Example of a multi-site monthly calendar with visible priorities, created with AI.

Next, we avoid "ghost scheduling" by managing it within a CMMS software, with work orders, statuses, attachments, and on-site verification via mobile maintenance. Regarding multi-site challenges, feedback from experience, such as these best practices for multi-site management, helps to frame standardization, even if it's adapted to lightning strikes.

In our case, a dedicated platform like LPS Manager serves as the backbone for the facility management software: site monitoring, centralized document management, shareable reports, and also weather and lightning alerts with real-time data, depending on the features activated. For concrete feedback and demonstrations, you can follow the LPS France YouTube channel , which is useful for aligning internal teams and service providers on the same methodology. This approach opens the door to predictive maintenance via IoT sensors or a digital twin, with KPI tracking to measure equipment uptime.

Ultimately, a useful schedule is not "full," it is maintained through a solid facility maintenance plan.
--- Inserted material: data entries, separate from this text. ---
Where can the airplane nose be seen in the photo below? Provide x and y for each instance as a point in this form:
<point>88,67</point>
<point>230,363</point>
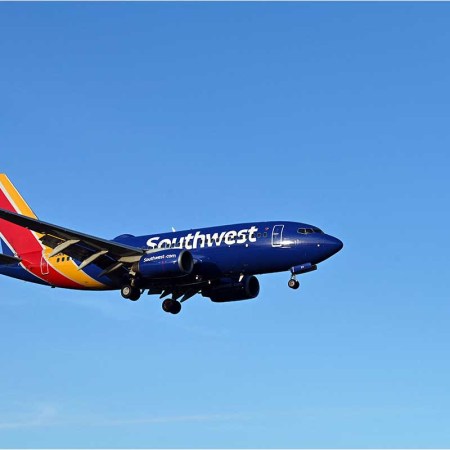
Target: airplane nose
<point>333,245</point>
<point>338,244</point>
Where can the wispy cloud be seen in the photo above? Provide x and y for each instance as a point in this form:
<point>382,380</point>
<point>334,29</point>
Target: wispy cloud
<point>49,416</point>
<point>44,416</point>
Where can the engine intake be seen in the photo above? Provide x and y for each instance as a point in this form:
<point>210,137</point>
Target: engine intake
<point>228,290</point>
<point>165,264</point>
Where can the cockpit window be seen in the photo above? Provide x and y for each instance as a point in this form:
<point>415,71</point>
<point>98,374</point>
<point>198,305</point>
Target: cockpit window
<point>309,230</point>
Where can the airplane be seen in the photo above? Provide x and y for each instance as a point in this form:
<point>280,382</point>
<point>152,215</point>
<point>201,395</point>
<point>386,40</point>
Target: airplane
<point>220,263</point>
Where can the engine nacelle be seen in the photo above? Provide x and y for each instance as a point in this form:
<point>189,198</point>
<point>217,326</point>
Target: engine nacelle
<point>165,264</point>
<point>229,290</point>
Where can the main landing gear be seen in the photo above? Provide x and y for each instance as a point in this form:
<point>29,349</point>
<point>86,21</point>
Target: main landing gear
<point>172,306</point>
<point>130,292</point>
<point>293,283</point>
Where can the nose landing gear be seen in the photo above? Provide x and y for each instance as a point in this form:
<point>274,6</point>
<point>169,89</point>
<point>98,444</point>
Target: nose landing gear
<point>130,292</point>
<point>171,306</point>
<point>293,283</point>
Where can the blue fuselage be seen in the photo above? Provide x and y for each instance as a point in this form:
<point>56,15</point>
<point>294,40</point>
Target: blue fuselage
<point>246,248</point>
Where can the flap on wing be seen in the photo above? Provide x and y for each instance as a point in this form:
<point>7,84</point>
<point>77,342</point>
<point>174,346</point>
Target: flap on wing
<point>80,246</point>
<point>7,260</point>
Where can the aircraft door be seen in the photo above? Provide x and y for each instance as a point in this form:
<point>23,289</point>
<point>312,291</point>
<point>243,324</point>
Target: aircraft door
<point>277,236</point>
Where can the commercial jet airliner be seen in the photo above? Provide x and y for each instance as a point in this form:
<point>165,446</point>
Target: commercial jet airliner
<point>219,262</point>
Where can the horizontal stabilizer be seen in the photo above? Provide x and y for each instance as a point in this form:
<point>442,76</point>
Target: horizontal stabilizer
<point>8,260</point>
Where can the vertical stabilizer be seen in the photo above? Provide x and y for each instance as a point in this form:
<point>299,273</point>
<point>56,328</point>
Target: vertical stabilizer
<point>18,240</point>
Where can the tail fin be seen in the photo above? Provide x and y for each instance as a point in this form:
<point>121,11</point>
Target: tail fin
<point>14,239</point>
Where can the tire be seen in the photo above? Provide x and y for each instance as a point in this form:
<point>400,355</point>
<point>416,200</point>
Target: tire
<point>135,295</point>
<point>171,306</point>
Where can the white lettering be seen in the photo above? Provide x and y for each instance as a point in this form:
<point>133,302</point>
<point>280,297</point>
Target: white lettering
<point>200,240</point>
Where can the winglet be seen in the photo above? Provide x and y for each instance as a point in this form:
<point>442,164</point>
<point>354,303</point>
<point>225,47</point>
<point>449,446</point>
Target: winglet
<point>11,200</point>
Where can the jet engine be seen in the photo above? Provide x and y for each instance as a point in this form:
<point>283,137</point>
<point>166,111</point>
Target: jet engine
<point>228,290</point>
<point>165,264</point>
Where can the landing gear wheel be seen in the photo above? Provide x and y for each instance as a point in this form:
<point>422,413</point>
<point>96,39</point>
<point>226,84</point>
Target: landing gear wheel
<point>171,306</point>
<point>130,292</point>
<point>293,284</point>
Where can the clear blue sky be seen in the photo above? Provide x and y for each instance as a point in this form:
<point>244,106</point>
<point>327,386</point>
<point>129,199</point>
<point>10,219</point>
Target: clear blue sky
<point>138,117</point>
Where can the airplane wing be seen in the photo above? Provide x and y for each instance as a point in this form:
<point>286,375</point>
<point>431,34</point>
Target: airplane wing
<point>108,255</point>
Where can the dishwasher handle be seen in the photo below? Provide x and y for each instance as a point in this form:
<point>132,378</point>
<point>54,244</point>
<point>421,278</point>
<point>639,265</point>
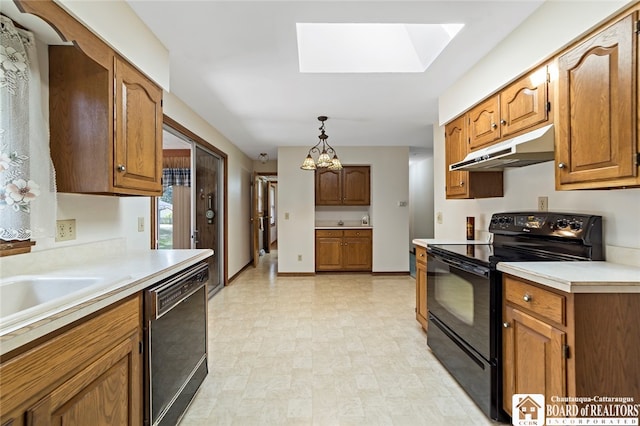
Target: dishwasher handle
<point>169,293</point>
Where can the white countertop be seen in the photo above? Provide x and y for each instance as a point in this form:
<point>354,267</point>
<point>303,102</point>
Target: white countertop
<point>578,277</point>
<point>424,242</point>
<point>344,227</point>
<point>126,273</point>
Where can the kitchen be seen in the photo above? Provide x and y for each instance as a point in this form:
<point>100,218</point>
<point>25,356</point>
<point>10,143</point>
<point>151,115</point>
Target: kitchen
<point>619,207</point>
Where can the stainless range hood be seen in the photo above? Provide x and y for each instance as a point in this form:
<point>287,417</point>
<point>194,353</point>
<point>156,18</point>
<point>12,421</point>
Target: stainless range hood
<point>530,148</point>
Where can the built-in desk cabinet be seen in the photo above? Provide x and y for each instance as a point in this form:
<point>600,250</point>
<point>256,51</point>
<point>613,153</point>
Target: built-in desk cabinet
<point>568,344</point>
<point>421,286</point>
<point>350,186</point>
<point>598,136</point>
<point>89,374</point>
<point>344,250</point>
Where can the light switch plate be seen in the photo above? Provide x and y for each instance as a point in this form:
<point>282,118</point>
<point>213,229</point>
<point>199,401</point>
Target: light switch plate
<point>65,230</point>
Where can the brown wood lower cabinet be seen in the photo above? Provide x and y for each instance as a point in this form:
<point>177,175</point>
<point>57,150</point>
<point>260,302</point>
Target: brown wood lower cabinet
<point>421,286</point>
<point>343,250</point>
<point>569,344</point>
<point>89,375</point>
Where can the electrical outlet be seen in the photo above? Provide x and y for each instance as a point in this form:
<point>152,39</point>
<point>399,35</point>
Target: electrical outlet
<point>65,230</point>
<point>543,204</point>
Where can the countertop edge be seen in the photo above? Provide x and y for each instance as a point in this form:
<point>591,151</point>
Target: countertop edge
<point>30,331</point>
<point>572,284</point>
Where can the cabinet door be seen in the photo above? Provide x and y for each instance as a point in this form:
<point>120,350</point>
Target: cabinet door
<point>456,150</point>
<point>138,139</point>
<point>597,111</point>
<point>328,187</point>
<point>101,394</point>
<point>483,124</point>
<point>329,253</point>
<point>533,357</point>
<point>357,252</point>
<point>356,185</point>
<point>524,103</point>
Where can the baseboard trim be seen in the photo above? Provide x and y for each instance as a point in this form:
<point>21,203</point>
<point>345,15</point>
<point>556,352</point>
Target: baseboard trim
<point>237,274</point>
<point>391,273</point>
<point>296,274</point>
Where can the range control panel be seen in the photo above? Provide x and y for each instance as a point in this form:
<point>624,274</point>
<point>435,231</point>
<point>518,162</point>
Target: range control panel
<point>560,225</point>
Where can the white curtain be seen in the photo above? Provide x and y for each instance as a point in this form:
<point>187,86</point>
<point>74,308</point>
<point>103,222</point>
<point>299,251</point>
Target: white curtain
<point>27,179</point>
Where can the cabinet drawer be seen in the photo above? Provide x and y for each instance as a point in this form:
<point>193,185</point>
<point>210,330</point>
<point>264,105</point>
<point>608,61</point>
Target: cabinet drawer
<point>351,233</point>
<point>538,300</point>
<point>326,233</point>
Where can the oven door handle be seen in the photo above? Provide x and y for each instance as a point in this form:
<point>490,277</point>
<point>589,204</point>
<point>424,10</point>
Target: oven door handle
<point>468,267</point>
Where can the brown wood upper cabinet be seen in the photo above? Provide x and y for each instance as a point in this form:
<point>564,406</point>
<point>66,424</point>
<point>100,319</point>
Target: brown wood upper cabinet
<point>521,106</point>
<point>464,184</point>
<point>347,187</point>
<point>598,126</point>
<point>105,116</point>
<point>87,102</point>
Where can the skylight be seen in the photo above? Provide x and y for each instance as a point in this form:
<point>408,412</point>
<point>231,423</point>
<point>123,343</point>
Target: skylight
<point>371,48</point>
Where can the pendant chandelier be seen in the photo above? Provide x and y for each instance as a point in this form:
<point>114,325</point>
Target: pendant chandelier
<point>325,160</point>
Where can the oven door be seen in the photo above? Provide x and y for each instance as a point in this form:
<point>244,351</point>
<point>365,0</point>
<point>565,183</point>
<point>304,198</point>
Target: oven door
<point>459,297</point>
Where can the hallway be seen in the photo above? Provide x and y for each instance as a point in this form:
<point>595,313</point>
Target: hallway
<point>324,350</point>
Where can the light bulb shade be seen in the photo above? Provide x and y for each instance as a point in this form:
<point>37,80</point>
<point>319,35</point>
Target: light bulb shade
<point>335,163</point>
<point>308,163</point>
<point>324,160</point>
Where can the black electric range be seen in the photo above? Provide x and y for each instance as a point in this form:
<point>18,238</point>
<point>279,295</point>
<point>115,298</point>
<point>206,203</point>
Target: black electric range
<point>464,292</point>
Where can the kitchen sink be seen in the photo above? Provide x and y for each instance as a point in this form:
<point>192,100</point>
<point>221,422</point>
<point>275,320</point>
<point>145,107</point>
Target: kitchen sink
<point>27,297</point>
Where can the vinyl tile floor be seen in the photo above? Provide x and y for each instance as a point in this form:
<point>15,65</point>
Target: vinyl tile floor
<point>338,349</point>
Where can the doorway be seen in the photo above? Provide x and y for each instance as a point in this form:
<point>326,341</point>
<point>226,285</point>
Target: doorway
<point>191,214</point>
<point>264,214</point>
<point>206,207</point>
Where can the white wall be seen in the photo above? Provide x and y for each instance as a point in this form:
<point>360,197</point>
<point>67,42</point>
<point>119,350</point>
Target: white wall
<point>421,187</point>
<point>389,185</point>
<point>525,46</point>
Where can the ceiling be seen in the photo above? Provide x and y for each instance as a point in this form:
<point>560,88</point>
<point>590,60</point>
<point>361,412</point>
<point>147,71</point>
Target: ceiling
<point>235,63</point>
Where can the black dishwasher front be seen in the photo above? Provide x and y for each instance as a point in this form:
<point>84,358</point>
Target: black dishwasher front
<point>175,344</point>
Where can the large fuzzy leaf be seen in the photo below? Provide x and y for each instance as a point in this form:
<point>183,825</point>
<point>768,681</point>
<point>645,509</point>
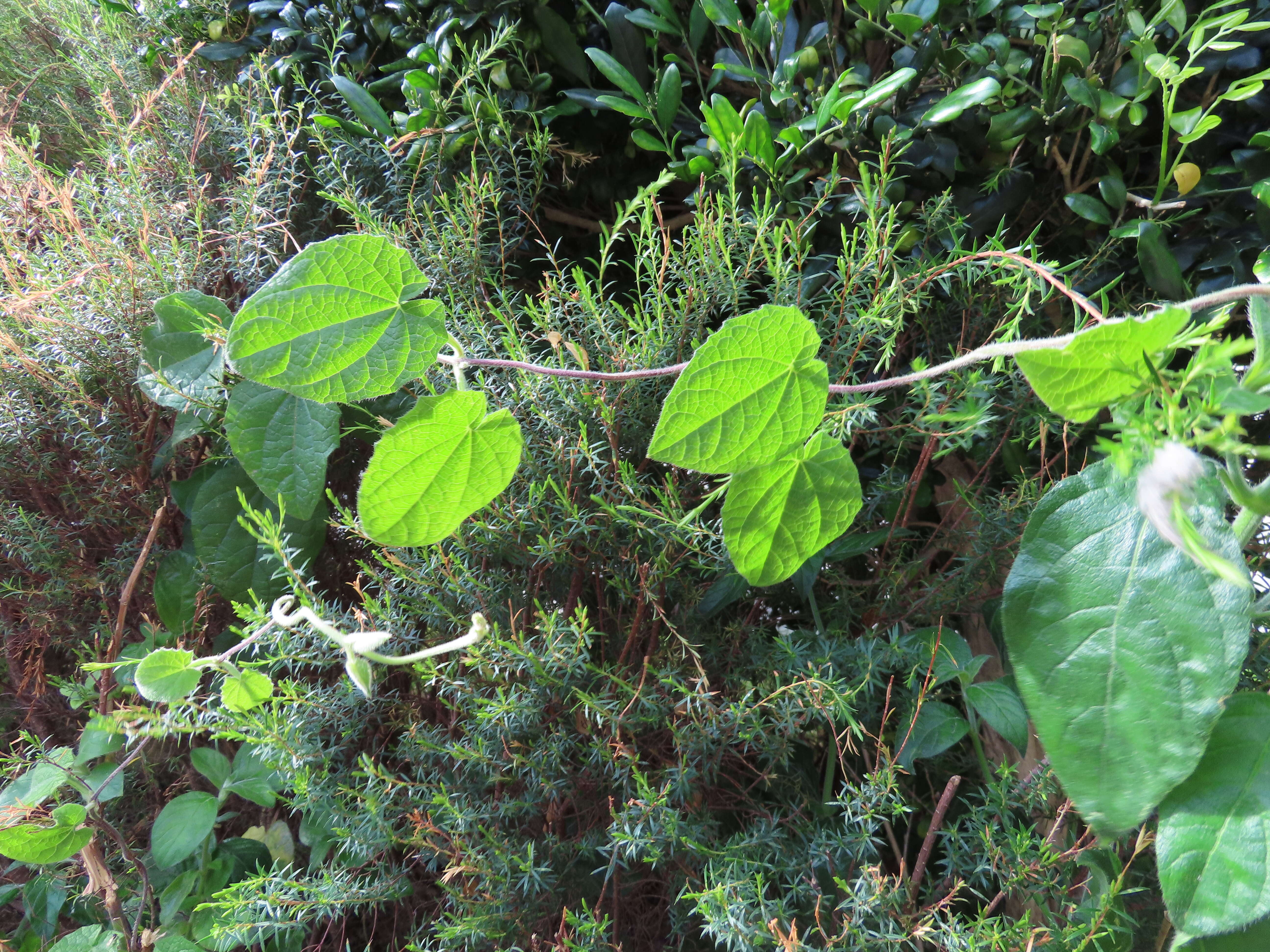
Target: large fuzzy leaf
<point>282,441</point>
<point>440,464</point>
<point>751,394</point>
<point>237,564</point>
<point>338,323</point>
<point>1102,365</point>
<point>1123,647</point>
<point>1213,846</point>
<point>779,515</point>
multi-site maintenance plan can be identified by two simple signs: P1s are completed promptly, and preventive maintenance inspections are kept up to date. By implementing a common repository, prioritizing P1 to P4, and then using a maintenance scheduling calendar managed by facility management software and CMMS software with centralized work orders, you regain control without adding to your daily workload. This boosts operational efficiency, reduces downtime, and improves cost control across your multi-location facilities. The next logical step is to start with a pilot site for scaling maintenance, then expand in phases with centralized management, maintaining the same rules. And at your facility, which priority comes up most often, P1 or P2?